Of course Brexit’s been one of the defining issues of the upcoming election. But the main parties have also been debating tax, a central issue that underpins everything the government does. With just a day to go until the general election on 12th December, you might want to weigh up their promises on personal finance.
To know the pledges each party’s making, it’s worth reading their manifestos and doing your own research. But to really understand their proposals for personal finance, there are a few financial concepts you’ll need to be familiar with first.
1. Income tax
Income tax is money you pay on your wages, after a certain amount. This amount is called your Personal Allowance and is currently £12,500, though if you earn more than £125,000 you don’t get one.
The UK tax system is based on marginal tax rates, which means you don’t pay the same amount on everything you earn. Instead, the government base your tax bill on the percentage of income you make within certain thresholds, also known as tax bands.
At the moment, in England you’ll pay:
20% in income tax on any earnings between £12,501 and £50,000 (this is the ‘basic rate’)
The higher rate is 40% on earnings between £50,001 to £150,000
If you earn more than £150,000, you’ll pay the additional rate of 45%
So, if you earned £40,000, you’d pay nothing on your first £12,500 and 20% on your next £27,500, which comes to £5,500.
There are different income tax rates for Scotland and Wales.
2. National Insurance
National Insurance is the other tax you’ll pay on your earnings if you’re an employee or self-employed in the UK. You usually pay it through the pay-as-you-earn (PAYE) system, which makes sure you qualify for certain state benefits like the State Pension and Maternity Allowance. Like income tax, the amount you pay depends on how much you earn, and your employer must also make a secondary contribution that depends on your wages.
If you’re an employee at the moment, you pay National Insurance contributions (NICs) if you earn more than £166 a week. You pay 12% of your earnings above this limit and up to £962 a week (for 2019-20), with the rate dropping to 2% of earnings over £962 a week.

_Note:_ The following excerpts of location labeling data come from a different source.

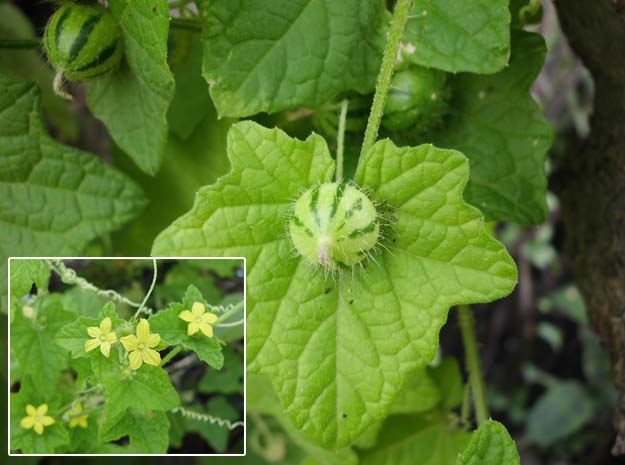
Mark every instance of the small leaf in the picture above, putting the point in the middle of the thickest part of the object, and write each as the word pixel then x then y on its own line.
pixel 133 101
pixel 271 55
pixel 458 35
pixel 490 444
pixel 54 199
pixel 173 330
pixel 148 431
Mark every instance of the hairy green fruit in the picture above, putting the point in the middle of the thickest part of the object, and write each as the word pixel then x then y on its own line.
pixel 334 225
pixel 83 41
pixel 418 99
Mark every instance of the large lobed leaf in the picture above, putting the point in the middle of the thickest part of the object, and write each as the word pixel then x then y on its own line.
pixel 458 35
pixel 133 101
pixel 338 351
pixel 271 55
pixel 54 199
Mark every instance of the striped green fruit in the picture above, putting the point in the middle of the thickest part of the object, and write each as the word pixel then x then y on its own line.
pixel 83 41
pixel 334 225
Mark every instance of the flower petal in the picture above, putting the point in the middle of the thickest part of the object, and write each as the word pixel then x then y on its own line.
pixel 105 348
pixel 151 357
pixel 27 422
pixel 129 342
pixel 135 359
pixel 91 344
pixel 207 330
pixel 105 325
pixel 94 331
pixel 192 329
pixel 143 330
pixel 186 315
pixel 153 340
pixel 198 309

So, if you earn £1,000 a week for instance, you pay
Nothing on your first £166
12% (£95.52) on your next £796, and
2% (£0.76) on the next £38
That’s a National Insurance payment of £96.28 for the week.
3. VAT
Value Added Tax – or VAT, as it’s more commonly known – is a tax the government charges on most goods and services in the UK. It’s the third biggest source of government revenue after income tax and National Insurance. The standard rate of VAT is currently 20%.
4. Capital gains tax
Capital gains tax (CGT) is a tax you pay after selling something you own that’s increased in value. The government tax you on the profit you make, rather than the total amount of money you get from the sale.
For example, if you bought a painting for £5,000 and sold it for £25,000, they’d tax you on your £20,000 profit. For higher and additional rate taxpayers, the current rate of CGT is 28% on gains from residential property, and 20% on gains from other assets. For basic rate taxpayers, the rate of CGT depends on the size of your gain, your taxable income and whether your gain is from selling residential property or other assets.
5. Inheritance Tax
Inheritance Tax is a tax on the estate (the property, money and possessions) of someone who’s died.
Under the current government it’s 40%, though you don’t have to pay it if the value of the estate is below £325,000 or if everything above the £325,000 threshold is left to a spouse, civil partner, a charity, or a community amateur sports club. If a home is given to children or grandchildren, the threshold increases to £475,000.
6. The Marriage Allowance
The Marriage Allowance is a tax allowance that can reduce the tax bills of couples who are married or in a civil partnership by up to £250 a year. Under the current policy, one partner must be a non-taxpayer (and earning less than the current Personal Allowance of £12,500) and the other must be a basic-rate taxpayer (earning between £12,501 and £50,000 in England, or £43,430 if you’re in Scotland).
7. Corporation tax
In the UK, corporation tax is due on profits from doing business as a limited company, a foreign company with a UK branch or office, or a club, co-operative or other unincorporated association, like a community group or sports club. The amount you pay depends on how much profit your company makes from doing business (‘trading profits’), making investments, and selling assets for more than they cost (‘chargeable gains’). Right now, the rate is set at 19%.